The last car is completely empty, and I ignore an eerie sensation as I settle in one of the seats a little way down the hall. The conductor places my bag in the seat beside me and walks away without another word.
Once he’s gone, I take out my phone to check Facebook. It’s my favorite way to stay in touch with friends back home whenever I go on one of my hiking trips.
A little red dot informs me I have ten notifications, and I frown as I click on it and find one of my friends having commented on a post: Why Italy?

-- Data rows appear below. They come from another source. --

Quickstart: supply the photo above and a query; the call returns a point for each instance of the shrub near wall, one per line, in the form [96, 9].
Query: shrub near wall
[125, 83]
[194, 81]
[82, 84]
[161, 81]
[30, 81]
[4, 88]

Why Italy, indeed? I have no idea what she means, so I open the post and stare incredulously at the screen as I see an update I haven’t written. But it’s my name, my picture.
Change of plans. I’ve set my sights on the Dolomites. Online access will be patchy, so I might be offline for a while.
My heart pounds in my rib cage. Has someone hacked my account?
I press the reply button and type out a message, explaining that my plans remain the same and I’ve been hacked. But nothing happens when I hit send, so I copy the text and refresh the page, only to get a white screen.
Turning my eyes to the thick forest below a darkening sky, I curse under my breath. No service when I most need it, of course.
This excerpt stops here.